# HG changeset patch
# User Dumitru Erhan <dumitru.erhan@gmail.com>
# Date 1264390469 18000
# Node ID bcc87d3e33a342a42a0469e6ad95002663b135f7
# Parent  0fda55a7de99c9b08ce0f36acd56b9f00f2d857c
adding latest tutorial code

diff -r 0fda55a7de99 -r bcc87d3e33a3 code_tutoriel/logistic_cg.py
--- a/code_tutoriel/logistic_cg.py	Sun Jan 24 22:33:33 2010 -0500
+++ /dev/null	Thu Jan 01 00:00:00 1970 +0000
@@ -1,282 +0,0 @@
-"""
-This tutorial introduces logistic regression using Theano and conjugate 
-gradient descent.  
-
-Logistic regression is a probabilistic, linear classifier. It is parametrized
-by a weight matrix :math:`W` and a bias vector :math:`b`. Classification is
-done by projecting data points onto a set of hyperplanes, the distance to
-which is used to determine a class membership probability. 
-
-Mathematically, this can be written as:
-
-.. math::
-  P(Y=i|x, W,b) &= softmax_i(W x + b) \\
-                &= \frac {e^{W_i x + b_i}} {\sum_j e^{W_j x + b_j}}
-
-
-The output of the model or prediction is then done by taking the argmax of 
-the vector whose i'th element is P(Y=i|x).
-
-.. math::
-
-  y_{pred} = argmax_i P(Y=i|x,W,b)
-
-
-This tutorial presents a stochastic gradient descent optimization method 
-suitable for large datasets, and a conjugate gradient optimization method 
-that is suitable for smaller datasets.
-
-
-References:
-
-   - textbooks: "Pattern Recognition and Machine Learning" - 
-                 Christopher M. Bishop, section 4.3.2
-
-
-"""
-__docformat__ = 'restructedtext en'
-
-
-import numpy, cPickle, gzip
-
-import time
-
-import theano
-import theano.tensor as T
-import theano.tensor.nnet
-
-
-class LogisticRegression(object):
-    """Multi-class Logistic Regression Class
-
-    The logistic regression is fully described by a weight matrix :math:`W` 
-    and bias vector :math:`b`. Classification is done by projecting data 
-    points onto a set of hyperplanes, the distance to which is used to 
-    determine a class membership probability. 
-    """
-
-
-
-
-    def __init__(self, input, n_in, n_out):
-        """ Initialize the parameters of the logistic regression
-
-        :param input: symbolic variable that describes the input of the 
-        architecture ( one minibatch)
-
-        :param n_in: number of input units, the dimension of the space in 
-        which the datapoint lies
-
-        :param n_out: number of output units, the dimension of the space in 
-        which the target lies
-
-        """ 
-
-        # initialize theta = (W,b) with 0s; W gets the shape (n_in, n_out), 
-        # while b is a vector of n_out elements, making theta a vector of
-        # n_in*n_out + n_out elements
-        self.theta = theano.shared( value = numpy.zeros(n_in*n_out+n_out) )

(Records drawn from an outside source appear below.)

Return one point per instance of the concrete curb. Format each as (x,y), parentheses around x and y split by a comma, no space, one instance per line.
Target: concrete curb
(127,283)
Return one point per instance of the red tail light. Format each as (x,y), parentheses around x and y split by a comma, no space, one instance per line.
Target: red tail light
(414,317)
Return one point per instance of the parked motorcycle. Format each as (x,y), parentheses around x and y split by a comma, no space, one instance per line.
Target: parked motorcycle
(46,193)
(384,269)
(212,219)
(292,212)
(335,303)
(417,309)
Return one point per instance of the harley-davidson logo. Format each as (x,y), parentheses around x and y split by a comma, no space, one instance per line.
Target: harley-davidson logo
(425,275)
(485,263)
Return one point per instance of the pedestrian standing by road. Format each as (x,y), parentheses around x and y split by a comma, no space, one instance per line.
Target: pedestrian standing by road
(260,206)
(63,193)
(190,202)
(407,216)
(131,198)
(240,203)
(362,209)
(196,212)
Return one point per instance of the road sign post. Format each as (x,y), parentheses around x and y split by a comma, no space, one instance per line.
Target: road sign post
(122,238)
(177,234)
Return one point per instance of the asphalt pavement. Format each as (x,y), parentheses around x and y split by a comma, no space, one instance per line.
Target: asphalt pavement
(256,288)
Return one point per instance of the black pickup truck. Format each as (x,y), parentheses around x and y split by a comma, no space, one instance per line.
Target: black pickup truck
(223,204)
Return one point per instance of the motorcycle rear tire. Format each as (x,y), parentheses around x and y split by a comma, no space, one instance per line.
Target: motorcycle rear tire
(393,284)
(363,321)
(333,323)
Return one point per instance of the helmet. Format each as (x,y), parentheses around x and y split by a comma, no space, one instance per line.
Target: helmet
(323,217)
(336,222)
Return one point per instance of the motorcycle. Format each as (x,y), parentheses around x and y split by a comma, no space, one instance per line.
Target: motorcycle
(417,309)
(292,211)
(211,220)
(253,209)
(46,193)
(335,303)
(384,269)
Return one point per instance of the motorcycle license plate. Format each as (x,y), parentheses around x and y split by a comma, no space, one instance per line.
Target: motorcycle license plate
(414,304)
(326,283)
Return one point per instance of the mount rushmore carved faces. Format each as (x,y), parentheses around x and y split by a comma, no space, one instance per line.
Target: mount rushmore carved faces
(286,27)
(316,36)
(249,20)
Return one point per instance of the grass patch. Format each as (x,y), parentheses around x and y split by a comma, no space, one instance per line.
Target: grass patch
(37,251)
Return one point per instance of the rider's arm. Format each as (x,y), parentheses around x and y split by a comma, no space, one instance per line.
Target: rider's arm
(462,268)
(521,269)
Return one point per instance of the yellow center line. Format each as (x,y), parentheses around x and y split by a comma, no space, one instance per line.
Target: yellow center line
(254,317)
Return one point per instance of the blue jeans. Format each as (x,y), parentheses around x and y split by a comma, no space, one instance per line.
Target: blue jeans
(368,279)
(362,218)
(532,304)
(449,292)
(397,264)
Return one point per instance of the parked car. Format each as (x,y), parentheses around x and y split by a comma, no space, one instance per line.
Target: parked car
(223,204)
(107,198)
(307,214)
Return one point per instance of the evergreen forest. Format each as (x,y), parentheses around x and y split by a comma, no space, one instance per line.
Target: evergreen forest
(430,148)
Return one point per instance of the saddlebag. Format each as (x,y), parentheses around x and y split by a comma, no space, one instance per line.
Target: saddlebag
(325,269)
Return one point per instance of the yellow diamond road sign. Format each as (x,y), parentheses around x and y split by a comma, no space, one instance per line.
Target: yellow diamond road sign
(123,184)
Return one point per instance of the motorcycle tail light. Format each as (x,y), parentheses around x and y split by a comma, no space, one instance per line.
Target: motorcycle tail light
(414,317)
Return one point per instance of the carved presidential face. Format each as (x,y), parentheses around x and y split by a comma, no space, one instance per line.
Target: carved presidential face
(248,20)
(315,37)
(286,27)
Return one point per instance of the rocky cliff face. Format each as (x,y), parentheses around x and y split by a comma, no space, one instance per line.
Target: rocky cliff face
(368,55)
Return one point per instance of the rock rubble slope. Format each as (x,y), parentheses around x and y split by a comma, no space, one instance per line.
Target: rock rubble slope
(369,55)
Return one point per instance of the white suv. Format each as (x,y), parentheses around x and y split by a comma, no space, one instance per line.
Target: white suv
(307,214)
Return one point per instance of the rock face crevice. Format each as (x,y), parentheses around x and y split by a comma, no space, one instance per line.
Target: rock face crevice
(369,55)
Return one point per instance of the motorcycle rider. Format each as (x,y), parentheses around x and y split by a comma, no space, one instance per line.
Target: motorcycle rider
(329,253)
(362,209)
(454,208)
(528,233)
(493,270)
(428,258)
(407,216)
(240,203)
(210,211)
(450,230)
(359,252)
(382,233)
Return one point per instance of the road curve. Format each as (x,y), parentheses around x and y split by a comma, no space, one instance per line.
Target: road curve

-        # W is represented by the fisr n_in*n_out elements of theta
-        self.W = self.theta[0:n_in*n_out].reshape((n_in,n_out))
-        # b is the rest (last n_out elements)
-        self.b = self.theta[n_in*n_out:n_in*n_out+n_out]
-
-
-        # compute vector of class-membership probabilities in symbolic form
-        self.p_y_given_x = T.nnet.softmax(T.dot(input, self.W)+self.b)
-
-        # compute prediction as class whose probability is maximal in 
-        # symbolic form
-        self.y_pred=T.argmax(self.p_y_given_x, axis=1)
-
-
-
-
-
-    def negative_log_likelihood(self, y):
-        """Return the negative log-likelihood of the prediction of this model
-        under a given target distribution.  
-
-        .. math::
-
-            \frac{1}{|\mathcal{D}|}\mathcal{L} (\theta=\{W,b\}, \mathcal{D}) = 
-            \frac{1}{|\mathcal{D}|}\sum_{i=0}^{|\mathcal{D}|} \log(P(Y=y^{(i)}|x^{(i)}, W,b)) \\
-                \ell (\theta=\{W,b\}, \mathcal{D}) 
-
-
-        :param y: corresponds to a vector that gives for each example the
-        :correct label
-        """
-        return -T.mean(T.log(self.p_y_given_x)[T.arange(y.shape[0]),y])
-
-
-
-
-
-    def errors(self, y):
-        """Return a float representing the number of errors in the minibatch 
-        over the total number of examples of the minibatch 
-        """
-
-        # check if y has same dimension of y_pred 
-        if y.ndim != self.y_pred.ndim:
-            raise TypeError('y should have the same shape as self.y_pred', 
-                ('y', target.type, 'y_pred', self.y_pred.type))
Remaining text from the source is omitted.